" Union Pacific." At the Plaza.—" The Lone Ranger —Episode 4." At Gaumont News, Shaftesbury Avenue.
"THE guns which Gary Cooper carried as Wild Bill Hickok in The Plainsman bark again in Union Pacific. Owned by de Mille, they were taken down from the peg in his office, where they had been hanging for two years, and buckled on Joel McCrea." So runs the publicity sheet, and the little reverent anecdote will be believed by anyone who has had any per- sonal contact with film-makers. They have an inexhaustible fund of admiration, and when they encounter a big story—full of history and high-mindedness like the Crusades or the Ten Commandments or the construction of a railroad—their rever- ence falls with the adhesive effect of a tin of treacle. This latest de Mille epic contains all the Excelsior qualities we expect in his work—that sense of a Salvationist drum beating round the next corner—but it is never as funny as The Crusades and he has lost his touch with crowds, the stamp of a broad, popular genius who used to remind us a little of Frith.
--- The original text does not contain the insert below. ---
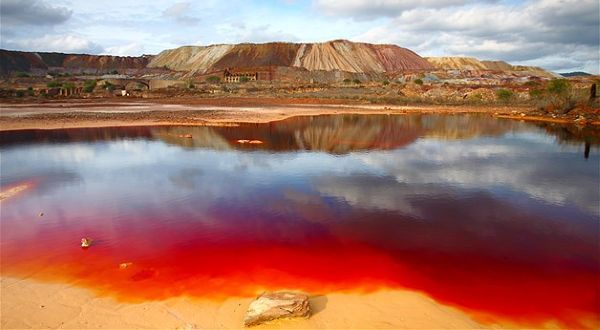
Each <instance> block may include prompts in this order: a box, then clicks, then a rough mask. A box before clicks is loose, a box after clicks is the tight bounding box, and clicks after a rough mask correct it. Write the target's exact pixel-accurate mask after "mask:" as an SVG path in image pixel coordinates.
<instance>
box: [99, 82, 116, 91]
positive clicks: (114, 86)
mask: <svg viewBox="0 0 600 330" xmlns="http://www.w3.org/2000/svg"><path fill="white" fill-rule="evenodd" d="M102 88H104V89H106V90H107V91H109V92H112V91H114V90H115V86H114V85H113V84H111V83H109V82H108V81H105V82H104V86H102Z"/></svg>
Apparently the Union Pacific was constructed in a race against the Central Pacific. The motives are extraordinarily obscure, but a bad business man apparently stood to gain by delaying the U.P. and helping the C.P. As both railways were going, eventually, to join, with the rival directors amicably knocking in a golden sleeper, it doesn't seem to the ordinary spectator to matter a great deal where they meet. This casts rather a damper over the suspense, over the murders and the Indian massacre and the wrecking of a train and the robbery of a pay-roll—all laboriously engineered by the bad man with the idea that the complimentary speeches shall be made at one obscure siding rather than another. Mr. Joel McCrea plays a " trouble-shooter "—a kind of Western G-man, whose job it is to see that law and order are kept all down the line. One of his old army friends is a gambler employed to delay the construction, and we can recognise him at once as a mortality type, one of the gay reckless kind who prepare for a far, far better thing all through a long film. This one can hardly fail to die, since he marries the railway girl Mr. McCrea loves, who is acted—for want of a better word—by Miss Barbaia Stanwyck. Paramount supply us with a sketch of this actress's career, which could hardly be bettered by the sourest critic. " Beauty opened doors for her and talent got her jobs. By fifteen she was in the Ziegfeld Follies. In such vehicles as A Night in Spain and A Night in Venice she was seen hanging from chandeliers composed of herself and other beau- ties." The trouble is that there are no chandeliers in Union Pacific, and Miss Stanwyck has no chance of displaying her curious talent or her beauty. She does display the most bogus brogue I have heard on the screen. Lines like " You have turned the night to fear and the wind from warm to cold " sound a bit spiritual to a girl used to hanging upside-down. The cast is enormous, with a little real acting from Mr. Akim Tamiroff as a Mexican bodyguard; Mr. Lynn Overman peeps oddly out of a thicket of pioneering whiskers, and all sorts of funny elfish little men with black beards and top hats, looking like Grumpy or Dopey, turn up inappositely at intervals and refer to each other as General Dodge or General Casement or General Grant.
I have missed three episodes of The Lone Ranger and the synopsis at the beginning of the fourth doesn't help much. I last saw the Ranger, his guns empty, falling under the charging hooves of the villain's cavalry at the entrance to the fort set up by the oppressed Texan farmers—there don't seem to be any Texan farmers any more, the Ranger is galloping—" Hi- yo, Silver! "—in pursuit of Joan (who is Joan?), who is riding into a trap set by Keston (who is Keston?). It doesn't really matter : that trap's evaded in the first two minutes and another one is ready. " Fetch me, Black Taggart," and a little later " Looks like they're torturing someone," one of the Ranger's troop comments behind a boulder ; at the end of this episode the Ranger, knocked out by a stone and covered by guns, is unconscious at the feet of his enemies, and a hand is already stretched out to tear away 'the mask—" Now we shall know who the Lone Ranger is." I doubt it. This week: The Steaming Cauldron.